State Rep. Ryan Lauer, R-Columbus, filed House Bill 1192 — a measure to toughen penalties for any Indiana public servant convicted of felony theft, on the first day of the 2019 session on Thursday.
Under the proposal, any public servant in Indiana entrusted with tax dollars convicted of felony theft by stealing more than $750 in public funds would be required to serve at least 30 days in jail, Lauer said.
Five township officials in Bartholomew County have been investigated for financial improprieties in the last four years. They include former Rockcreek Township trustee David E. Buzzard, 2017; former Clay Township Trustee Rebecca A. “Becky” Smith, 2017; former Wayne Township Trustee Clint Madden, 2016; and former Clay Township Trustee Christa K. Acton and Deputy Trustee Laurie L. Baker, 2014.

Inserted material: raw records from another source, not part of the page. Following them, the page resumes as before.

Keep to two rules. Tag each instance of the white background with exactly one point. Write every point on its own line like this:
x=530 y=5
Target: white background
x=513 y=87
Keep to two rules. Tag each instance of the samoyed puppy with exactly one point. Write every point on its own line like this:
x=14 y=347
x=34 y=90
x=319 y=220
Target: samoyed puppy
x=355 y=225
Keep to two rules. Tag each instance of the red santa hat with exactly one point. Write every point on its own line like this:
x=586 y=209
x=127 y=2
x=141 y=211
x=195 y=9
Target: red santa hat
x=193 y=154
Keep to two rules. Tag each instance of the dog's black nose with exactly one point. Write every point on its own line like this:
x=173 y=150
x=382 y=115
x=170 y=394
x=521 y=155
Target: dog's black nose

While Lauer did not wish to say whether any of those high-profile cases motivated him to file the legislation, the former Bartholomew County Council president did say too many public officials are not adequately punished after being convicted of stealing public funds.
“It boils my blood,” Lauer said. “It’s something I’ve had on my mind for some time now.”
In regard to other legislative matters, Lauer said he anticipates education will be among his top priorities during the four-month legislative session.
However, state fiscal analysts projected that tax revenues will grow by about 2.5 percent each year for the next two years.
The math will be difficult as the state’s troubled Department of Child Services (DCS) is seeking about two-thirds of that money to keep paying for hundreds of new child-welfare caseworkers added over the last few years.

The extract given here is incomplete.